Our product development road map is robust, and we are excited to announce new cloud services and capabilities over the remainder of the year that will further accelerate growth within the AI ecosystem and empower customers to meet their evolving business needs.
We have entered new parts of the capital markets and accessed new pools of capital, driving our cost of capital lower. We priced both of our inaugural and second high-yield bond offerings in the past 3 months. These transactions were upsized due to strong demand and were priced at lower interest rates. More recently, we closed on a landmark secure GPU financing with many of the world's leading banks, a novel financing structure that CoreWeave has pioneered.
As evidenced by these transactions, our access to the capital markets not only remains robust but is deepening.
We are grateful for this support in our mission and expect to continue to access less expensive capital sources as we continue to execute.
We will continue to verticalize our platform and enhance our control efficiency and differentiation, fueled by our investment both up the stack, as you saw with our acquisition of Weights & Biases last quarter, and down the stack, as highlighted by our proposed acquisition of Core Scientific last month.
Our ability to scale state-of-the-art infrastructure will further be bolstered by the more than $6 billion data center investment we've announced in Lancaster, Pennsylvania, as well as a large data center project in Kenilworth, New Jersey, that we are co-developing via a joint venture with Blue Al.

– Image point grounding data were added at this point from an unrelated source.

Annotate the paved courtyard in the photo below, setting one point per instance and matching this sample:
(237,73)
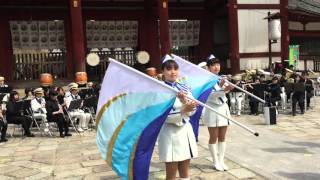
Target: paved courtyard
(288,150)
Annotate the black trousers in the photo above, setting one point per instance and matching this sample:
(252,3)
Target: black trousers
(25,121)
(309,95)
(63,125)
(300,100)
(254,107)
(3,128)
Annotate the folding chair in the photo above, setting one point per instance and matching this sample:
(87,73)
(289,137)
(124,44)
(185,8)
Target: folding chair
(72,120)
(42,127)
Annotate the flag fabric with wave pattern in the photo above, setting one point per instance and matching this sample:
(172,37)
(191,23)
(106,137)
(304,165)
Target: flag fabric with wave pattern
(200,81)
(130,112)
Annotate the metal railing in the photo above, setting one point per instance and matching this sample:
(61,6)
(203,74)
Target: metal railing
(127,57)
(29,66)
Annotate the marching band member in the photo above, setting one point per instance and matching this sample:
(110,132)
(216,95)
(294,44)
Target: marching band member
(84,118)
(28,94)
(38,106)
(15,114)
(309,88)
(236,97)
(275,91)
(55,114)
(253,102)
(298,96)
(217,125)
(2,84)
(3,128)
(177,142)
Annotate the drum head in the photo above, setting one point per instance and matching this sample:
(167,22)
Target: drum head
(143,57)
(93,59)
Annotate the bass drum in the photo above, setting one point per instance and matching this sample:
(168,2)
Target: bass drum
(81,78)
(46,80)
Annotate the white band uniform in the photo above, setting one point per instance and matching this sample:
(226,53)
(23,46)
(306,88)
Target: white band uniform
(176,141)
(217,100)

These new sites are perfect examples of our broader data center strategy, which allow us to provide a mix of both large-scale training and low-latency inference compute across the country.
Now I'd like to come back to our proposed acquisition of Core Scientific. We believe the combination will accelerate value creation for shareholders of both companies. Both the CoreWeave and Core Scientific management teams and Boards have evaluated this transaction extensively and concluded this is the best for both companies and their shareholders. The rationale behind the deal is quite simple and powerful. Verticalization creates tremendous operational and financial efficiencies that will strengthen our ability to serve our customers at scale.

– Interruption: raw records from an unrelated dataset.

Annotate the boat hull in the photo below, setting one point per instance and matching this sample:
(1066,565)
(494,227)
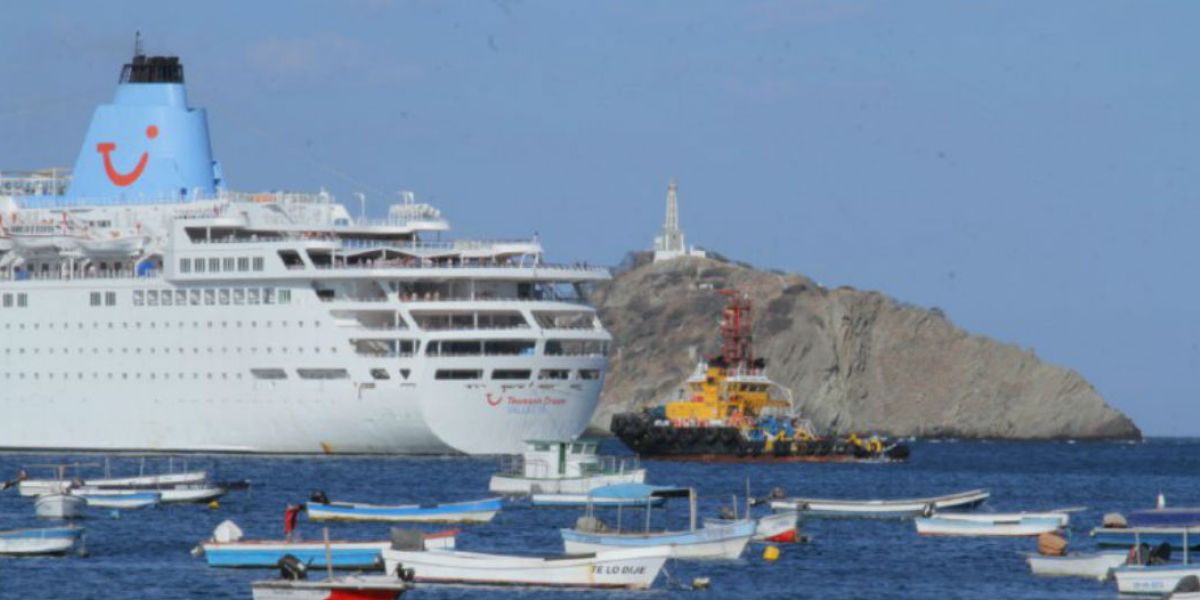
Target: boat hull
(630,569)
(1092,565)
(511,484)
(55,540)
(480,511)
(345,555)
(882,509)
(119,499)
(59,505)
(1125,538)
(345,588)
(551,501)
(1152,580)
(721,543)
(955,527)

Owning the infrastructure will allow CoreWeave to scale faster and more efficiently. The integration of Core Scientific meaningfully advances our capacity to operate one of the largest and most sophisticated AI cloud platforms in the world. Upon closing, CoreWeave would own approximately 1.3 gigawatts of gross power capacity across Core Scientific's national data center footprint with an incremental 1 gigawatt or more available for future expansion. This scale enhances our flexibility to take on new projects and meet accelerated customer demand.
In addition, the acquisition would drive the immediate elimination of more than $10 billion in future lease liability overhead as well as a more streamlined and efficient operating model.
As a result, we anticipate $500 million in fully ramped annual run rate cost savings by the end of 2027, benefiting both the Core Scientific and CoreWeave shareholders directly. Vertical integration will allow us to finance infrastructure more efficiently, furthering one of our key objectives in lowering our cost of capital and enabling us to grow in a more capital-efficient manner. We and Core Scientific look forward to discussing the transaction with you in the months ahead.
Our respective teams are already engaged in pre-integration planning to ensure we're ready to hit the ground running.
To that end, we are executing with pace and purpose amidst the market in which the supply/demand imbalance is only deepening as new enterprise adopters increasingly compete with large AI labs for limited capacity and services. We're building on our leadership across all key success criteria from power access to AI cloud service performance to revenue and backlog growth. And we will keep getting stronger as we verticalize our data center infrastructure and cloud services. I am excited about the momentum that we are building upon and want to thank our customers, teams and business and financial partners for making it possible.